# Is Shell Full sinthetic 5w30 Good for Jetta 2.5??



## maliniak1979 (Dec 15, 2009)

Hi guys, 
I was at Bj's today and they have good sale on Formula Shell full synthetic 5w30. Is it ok to use on Jetta 2007 2.5L??
6quarts for 18bucks!


----------



## tungub (Apr 7, 2007)

*Re: Is Shell Full sinthetic 5w30 Good for Jetta 2.5?? (maliniak1979)*

I doubt it is VW 502 approved, which is what that car calls for. I also doubt it would cause the engine to spontaneously blow up. You can probably find M1 0W-40, Syntec, or some other approved oil on the shelves at your local auto parts store, although it probably won't be $3/qt.
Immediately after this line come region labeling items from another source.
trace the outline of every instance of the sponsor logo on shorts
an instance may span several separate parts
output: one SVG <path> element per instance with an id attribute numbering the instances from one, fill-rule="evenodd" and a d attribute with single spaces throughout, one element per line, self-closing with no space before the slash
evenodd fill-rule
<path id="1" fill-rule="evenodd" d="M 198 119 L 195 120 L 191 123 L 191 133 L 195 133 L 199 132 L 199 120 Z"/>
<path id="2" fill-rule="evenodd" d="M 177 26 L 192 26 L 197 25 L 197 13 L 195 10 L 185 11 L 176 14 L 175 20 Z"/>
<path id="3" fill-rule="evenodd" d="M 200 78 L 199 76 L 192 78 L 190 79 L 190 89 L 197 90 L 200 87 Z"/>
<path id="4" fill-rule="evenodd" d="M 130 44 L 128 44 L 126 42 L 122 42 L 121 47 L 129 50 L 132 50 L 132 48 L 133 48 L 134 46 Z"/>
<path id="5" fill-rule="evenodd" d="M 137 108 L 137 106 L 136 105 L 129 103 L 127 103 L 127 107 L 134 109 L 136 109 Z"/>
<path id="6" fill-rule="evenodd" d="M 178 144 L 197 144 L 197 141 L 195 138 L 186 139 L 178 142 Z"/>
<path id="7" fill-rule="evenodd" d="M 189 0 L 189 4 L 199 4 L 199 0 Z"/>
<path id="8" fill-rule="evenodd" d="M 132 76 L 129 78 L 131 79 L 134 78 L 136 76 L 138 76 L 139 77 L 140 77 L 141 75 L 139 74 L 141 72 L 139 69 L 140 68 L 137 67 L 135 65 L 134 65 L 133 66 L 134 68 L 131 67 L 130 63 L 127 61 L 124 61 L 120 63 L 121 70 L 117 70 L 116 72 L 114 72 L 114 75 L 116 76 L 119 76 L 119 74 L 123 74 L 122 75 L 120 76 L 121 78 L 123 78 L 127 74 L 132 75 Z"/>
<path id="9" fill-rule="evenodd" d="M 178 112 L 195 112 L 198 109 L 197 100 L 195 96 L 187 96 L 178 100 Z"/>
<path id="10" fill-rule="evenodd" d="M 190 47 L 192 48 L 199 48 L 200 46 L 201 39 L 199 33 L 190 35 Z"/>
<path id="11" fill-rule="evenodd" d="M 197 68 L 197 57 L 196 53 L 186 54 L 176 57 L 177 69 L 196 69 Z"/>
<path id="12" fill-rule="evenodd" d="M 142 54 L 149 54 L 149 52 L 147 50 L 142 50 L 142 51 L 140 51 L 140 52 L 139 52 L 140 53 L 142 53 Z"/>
On the other hand, you paid $20+K for your Jetta, are you really going to try and save a few bucks on the oil?
robert


----------



## maliniak1979 (Dec 15, 2009)

*Re: Is Shell Full sinthetic 5w30 Good for Jetta 2.5?? (tungub)*

The reason I'm asking is that I found that Shell Formula Shell Ultra AB SAE 5W-30 is Vw 502 approved...but not sure if it is the right oil because It doesnt say on the box ultra ab...


----------



## maliniak1979 (Dec 15, 2009)

*Re: Is Shell Full sinthetic 5w30 Good for Jetta 2.5?? (maliniak1979)*

the pic is blurry LOL I just noticed haha


----------



## jmj (Feb 6, 2001)

*Re: Is Shell Full sinthetic 5w30 Good for Jetta 2.5?? (maliniak1979)*


_Quote, originally posted by *maliniak1979* »_the pic is blurry LOL I just noticed haha









At $3 per quart it's flying off the shelves!


----------



## blacksmoke194 (Jan 18, 2008)

*Re: Is Shell Full sinthetic 5w30 Good for Jetta 2.5?? (jmj)*


_Quote, originally posted by *jmj* »_
At $3 per quart it's flying off the shelves!

http://****************.com/smile/emthup.gif


----------